In the Indonesian drama Love for Share, the lives of three women in polygamous relationships are presented, end to end, as a way of exploring how women deal with polygamy, a tradition that has once again achieved mainstream acceptance under the current government. The three women occupy completely different social strata and are of different ethnicities, and their experiences are just as diverse as their backgrounds.

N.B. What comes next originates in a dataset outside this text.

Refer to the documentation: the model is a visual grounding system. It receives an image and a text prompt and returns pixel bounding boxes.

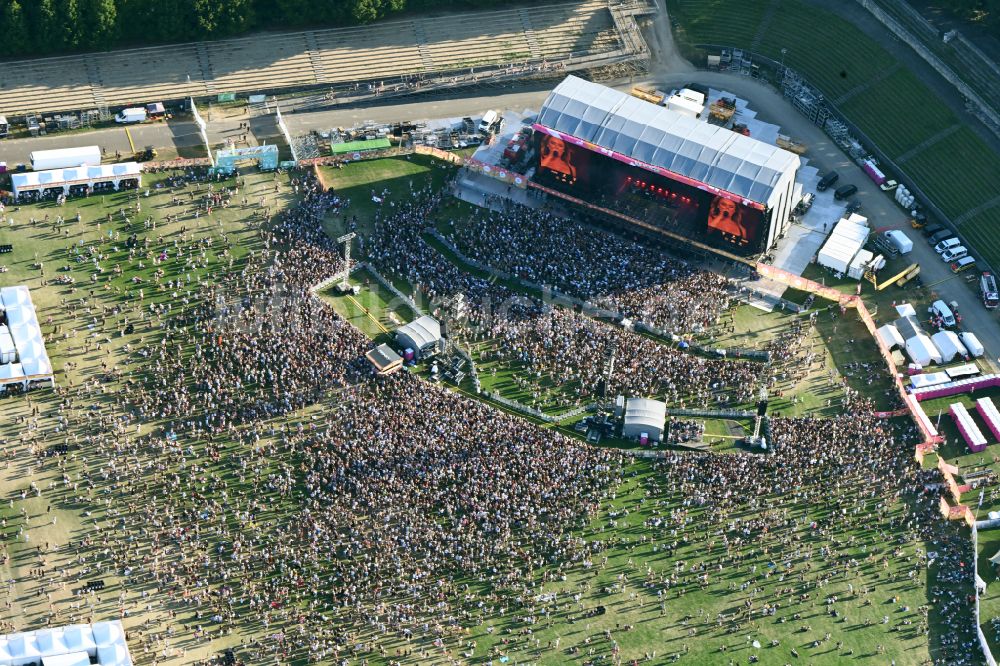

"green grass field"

In the first and most engaging story, Salma discovers by accident -- and at a public event, no less -- that her husband has another wife. She's torn, but out of respect for both her religion, which dictates that a man may take multiple wives if he can treat them all equally, and the status of her husband, who is a leader in the Indonesian-Arab community, she gradually learns to outwardly accept her husband's choices. At the same time, both those principles go against what she personally believes. She and her husband continue to live in their palatial house with their son, while the other wife maintains her own household with her own child. As years pass, Salma becomes more accustomed to the routine of her existence, even as a new, younger wife is added to the mix; even when her increasingly-disgusted son voices the objections that are in her own heart, Salma maintains her serene air, and carries on with abundant dignity and with a degree of satisfaction. All of the wives are brought together when their husband is felled by a convenient heart attack, the effects of which leave him mostly paralyzed. When it is possible to be moved, he elects to go “home” -- that is, to Salma’s house. As a result, the house becomes a gathering place for the wives and their endless array of children, a circumstance that forces everyone involved to truly confront their collective situation for the first time.